Added cross-lingual docs and fixed references

x-tabdeveloping · x-tabdeveloping · commit ae9252d132c7 · 2025-02-19T10:29:24.000+01:00
diff --git a/docs/KeyNMF.md b/docs/KeyNMF.md
@@ -319,8 +319,10 @@ from turftopic import KeyNMF
 
 # Loading a parallel corpus
 ds = load_dataset(
-    "aiana94/polynews-parallel", "dan_Latn-hun_Latn", split="train"
+    "aiana94/polynews-parallel", "deu_Latn-eng_Latn", split="train"
 )
+# Subsampling
+ds = ds.train_test_split(test_size=1000)["test"]
 corpus = ds["src"] + ds["tgt"]
 
 model = KeyNMF(
@@ -336,10 +338,11 @@ model.print_topics()

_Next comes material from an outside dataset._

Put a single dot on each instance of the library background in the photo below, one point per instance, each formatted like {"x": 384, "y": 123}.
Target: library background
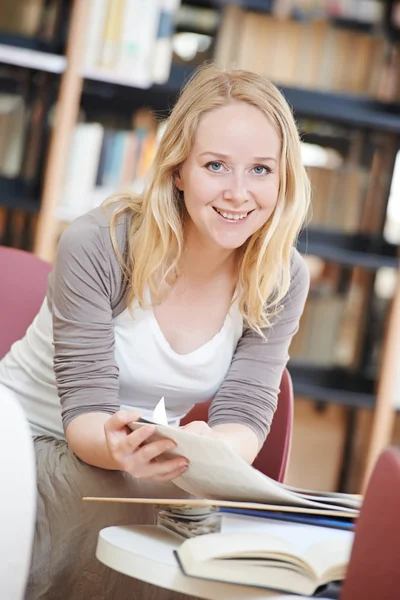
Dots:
{"x": 85, "y": 87}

 | Topic ID | Highest Ranking |
 | - | - |
 | ... | |
-| 4 | internettets-internettet-interneten, nyitottság-åbne-åbnede, censurer-cenzúra-cenzúrázása, crowdsourcing-crowdsourcinghez, ytringsfrihed-szólásszabadság, hálózat-netværke-netværket, kommunikálhat-kommunikere, orosz-oroszországi-oroszországban, lært-uddanelse-oktatásnak, szabadság-szabadságát-friheder |
-| 5 | colombianske-colombia-kolumbiai, hangjai-voicesnál-voices, dignity-méltóság, béketárgyalásokba-béke-békét, női-nőket-kvindelige, áldozatok-ofre-áldozata, viszály-konflikter-konflikt, jogairól-rettighederne-jogainak, petronilas-petronila, bevæbnede-fegyveres-pisztolyt |
-| 6 | karikaturistára-karikaturtegning-karikaturista, bloggermøde-blogs-bloggere, hver-international-letartóztatásával, rslans-rslan, történetét-historier-biografi, kritikere-kritikát-kritisk, salvadori-salvador, szeptember-september-júliusban, aktivistát-aktivisták-aktivister, vietnami-vietnamesiske |
-| ... | |
+| 15 | africa-afrikanisch-african, media-medien-medienwirksam, schwarzwald-negroe-schwarzer, apartheid, difficulties-complicated-problems, kontinents-continent-kontinent, äthiopien-ethiopia, investitionen-investiert-investierenden, satire-satirical, hundred-100-1001 |
+| 16 | lawmaker-judges-gesetzliche, schutz-sicherheit-geschützt, an-success-eintreten, australian-australien-australischen, appeal-appealing-appeals, lawyer-lawyers-attorney, regeln-rule-rules, öffentlichkeit-öffentliche-publicly, terrorism-terroristischer-terrorismus, convicted |
+| 17 | israels-israel-israeli, palästinensischen-palestinians-palestine, gay-lgbtq-gays, david, blockaden-blockades-blockade, stars-star-stelle, aviv, bombardieren-bombenexplosion-bombing, militärischer-army-military, kampfflugzeuge-warplanes |
+| 18 | russischer-russlands-russischen, facebookbeitrag-facebook-facebooks, soziale-gesellschaftliche-sozialbauten, internetnutzer-internet, activism-aktivisten-activists, webseiten-web-site, isis, netzwerken-networks-netzwerk, vkontakte, media-medien-medienwirksam |
+| 19 | bundesstaates-regierenden-regiert, chinesischen-chinesische-chinesisch, präsidentschaft-presidential-president, regions-region-regionen, demokratien-democratic-democracy, kapitalismus-capitalist-capitalism, staatsbürgerin-citizens-bürger, jemen-jemenitische-yemen, angolanischen-angola, media-medien-medienwirksam |
 
 ## Online Topic Modeling
 
diff --git a/docs/clustering.md b/docs/clustering.md
@@ -4,7 +4,7 @@ Clustering topic models conceptualize topic modeling as a clustering task.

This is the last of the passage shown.